Si la sexualité en Tunisie est encore un sujet tabou, comment les couples non-mariés s’épanouissent-ils dans leur relation de couple ? Surtout quand on sait qu’un couple non-marié n’a, a priori, pas le droit de réserver une chambre d’hôtel, que le concubinage est interdit par la loi –les concubins étant passibles de deux ans d’emprisonnement- et que la « police des mœurs » crie aux abois à la moindre manifestation d’un signe affectif entre deux personnes de sexe opposé ? Doit-on renoncer à l’amour dans un pays qui tolère la prolifération des sites pornographiques tout en tapant sur les doigts des amoureux ?

C’est ce qu’on a essayé de comprendre. Hoa Décrypte.

Les vacances du désamour

En Tunisie, seuls les couples mariés et les familles lambdas, autrement dit, seuls les personnes qui répondent au schéma social de la famille et qui correspondent à son cadre bien lisse  auraient le privilège d’avoir des vacances dignes de ce nom. En effet, même si « aucune loi ni circulaire n’interdisent aux couples non-mariés de séjourner dans un hôtel », comme le confirme Me Bassem Trifi, vice-président de la  Ligue Tunisienne de la Défense des Droits de l’Homme (LTDH) , certains hôteliers continuent de refouler les amoureux qui n’ont pas encore de contrat « légal » pour coucher.

 

Le vice va jusqu’à une descente nocturne de ces « policiers des mœurs » qui embarquent et le couple et le/la réceptionniste qui a participé à leur Péché. En 2012, justement, deux descentes successives ont eu lieu dans un hôtel à Hammamet, devant le regard incrédule des nombreux touristes qui ont assisté à cette intolérance à l’amour.  Le clou du spectacle ? L’été dernier, une tunisienne résidente en France et mariée à un français a été recalée d’un hôtel parce qu’elle n’était pas « mariée » selon la loi locale. Quiproquos sociaux ou abus de pouvoir culturel ? M. Tarek Lassadi, le CEO de Treveltodo,  le pionnier des agences de voyage en Tunisie,  a bien voulu nous livrer son avis sur un sujet aussi croustillant qu’épineux

 

 

 « Aujourd’hui, on se marie, on se déchire et on divorce pour éviter les problèmes.

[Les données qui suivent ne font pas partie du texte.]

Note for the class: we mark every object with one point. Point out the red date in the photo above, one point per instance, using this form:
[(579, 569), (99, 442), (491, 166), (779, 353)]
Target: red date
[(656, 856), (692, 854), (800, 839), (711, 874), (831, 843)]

C’est tellement triste de malmener autant l’amour. »

 

Faites la guerre, pas l’amour

 « Ce que je ne comprends pas, c’est que tout le monde a un accès-libre à la pornographie –le fameux 404 est tombé avec Ben Ali- et qu’en contre partie, on fait la guerre aux couples non-mariés ! C’est une sorte de chasse aux sorcières… aux mœurs anti-conventionnelles, non ? » dis-je, confusément.  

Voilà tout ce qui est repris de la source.